Histology
It is useful to understand the histology of normal and pathologic veins and venous valves because the structure of the vein determines its normal mode of function as well as its common modes of failure. It is also important to understand the zones that must be injured in order to permit sclerosis and closure of veins.
VEIN WALLS
Collection of venous blood begins with the end-capillary venule, which is about 20 microns in diameter and consists of an endothelium surrounded by a thin layer of collagenous fibers. As it carries blood proximally, the venule increases in diameter and gains smooth muscle cells within the fibrous sheath. At a diameter of 200 μm, the muscular layer becomes better defined, and by the time the vessel is large enough to be clinically visible, three distinct layers can be recognized. This is the case for venules on the leg that comprise telangiectatic webs. As veins become larger, they include elastic fibers and demonstrate a more organized structure with three tunicas: intima, media, and adventitia (Figure 3-1).
FIGURE 3-1 Cross section of adult normal vein. A. Note three distinct layers of intima (facing right), media, and adventitia (H&E 200X). B. Same vein after in vivo exposure to 3 percent sodium tetradecyl sulfate for 10 min. Note marked destruction of media with necrosis of smooth muscle cells.

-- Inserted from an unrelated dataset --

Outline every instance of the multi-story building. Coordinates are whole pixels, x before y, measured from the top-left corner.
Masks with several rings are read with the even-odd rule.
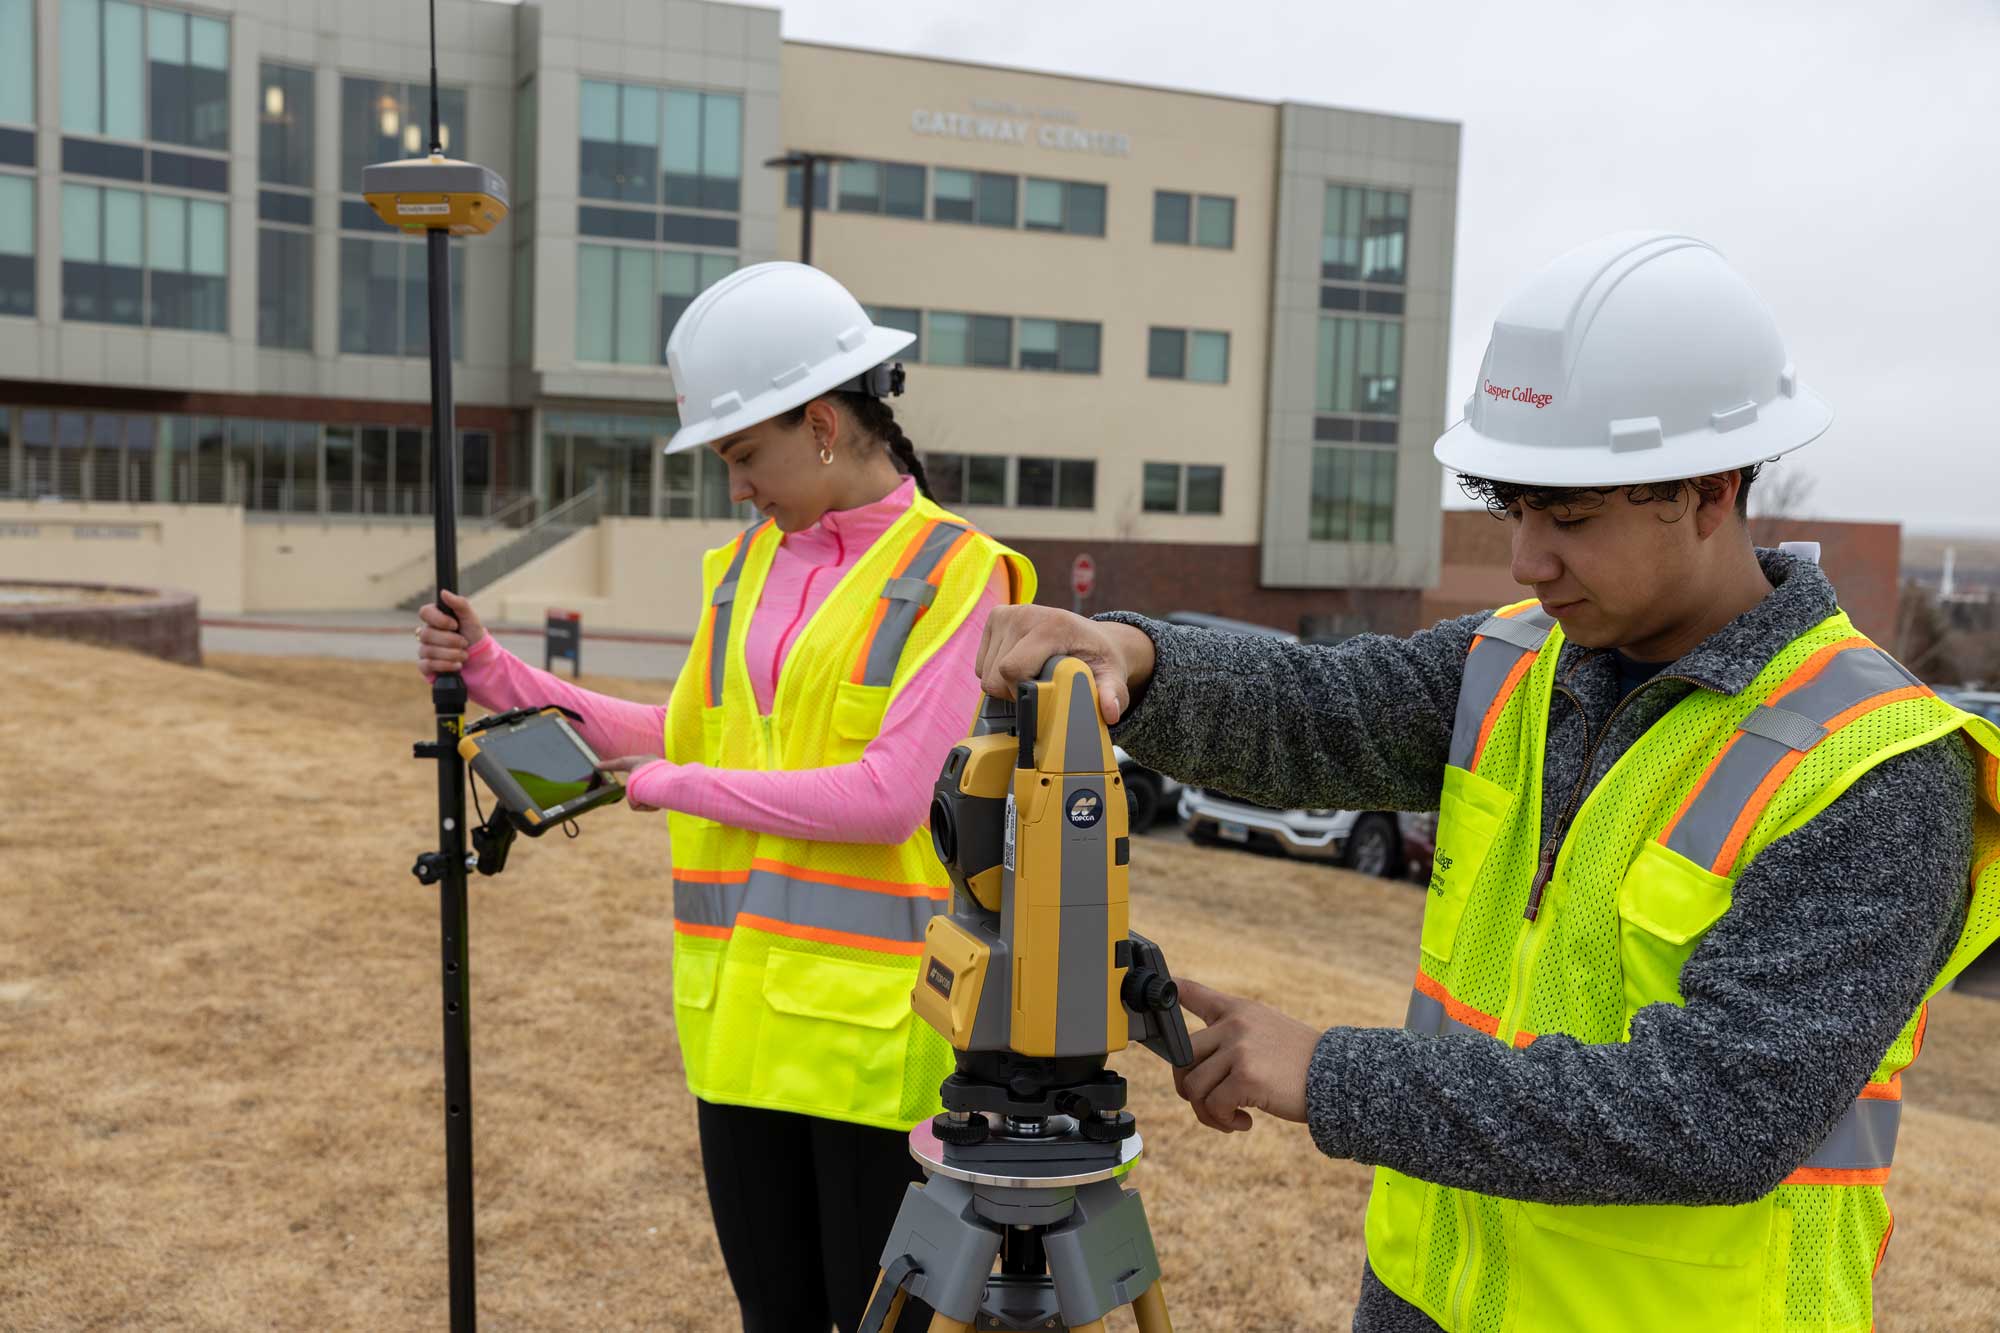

In its relaxed state, the normal vein contains an “intrinsic rest volume” and is slightly oval or elliptical in cross section, with the short axis perpendicular to the skin. When the volume of blood increases, the vein accommodates additional volume by becoming circular in cross section, increasing its volume without significantly increasing the intravascular pressure (Figure 3-2). This contributes to the large intrinsic capacitance of the venous system.1 When further volume needs to be accommodated, the vessel stretches and the pressure rises according to the tension developed in the muscular, elastic, and fibrous tissues of the vein wall. Prolonged exposure to high pressures causes the vein to increase its intrinsic rest volume by permanently increasing its length and diameter, becoming dilated and tortuous and often following a spiral path. Varicose saphenous veins have been shown to have significantly larger wall areas and higher amounts of collagen. Collagen content and wall area are larger proximally compared to distally in both control and varicose veins, with a higher content of smooth muscle and elastin in varicose veins (Table 3-1).2 Varicosis is therefore thought to be a dynamic response to venous hypertension.
FIGURE 3-2 Transformation of shape from oval to circular to accommodate increased volume without raising pressure.
TABLE 3-1
Histologic Changes Characteristic of Varicose Veins
Decreased smooth muscle cells
Apoptotic smooth muscle cells
Irregular bundles of collagen
Higher proportion of collagen, lower elastin content
Marked degenerative changes in intima and media
Adapted from Elsharawy MA, Naim MM, Abdelmaguid EM, Al-Mulhim AA. Role of saphenous vein wall in the pathogenesis of primary varicose veins. Interact Cardiovasc Thorac Surg. 2007 Apr;6(2):219-24. Epub 2006 Dec 1. PubMed PMID: 17669815.
Intima
The intima includes a layer of endothelial cells and a fenestrated basement membrane covered by an incomplete elastic lamina. The endothelial cell has multiple microvilli on its intravascular surface. Endothelial cells are easily damaged but have a remarkable regenerative ability. For successful sclerosis, this layer must be completely destroyed (Figure 3-3).
FIGURE 3-3 Schematic of histologic layers of vein showing to which depth destruction must occur (yellow arrow) for sclerosis to be successful.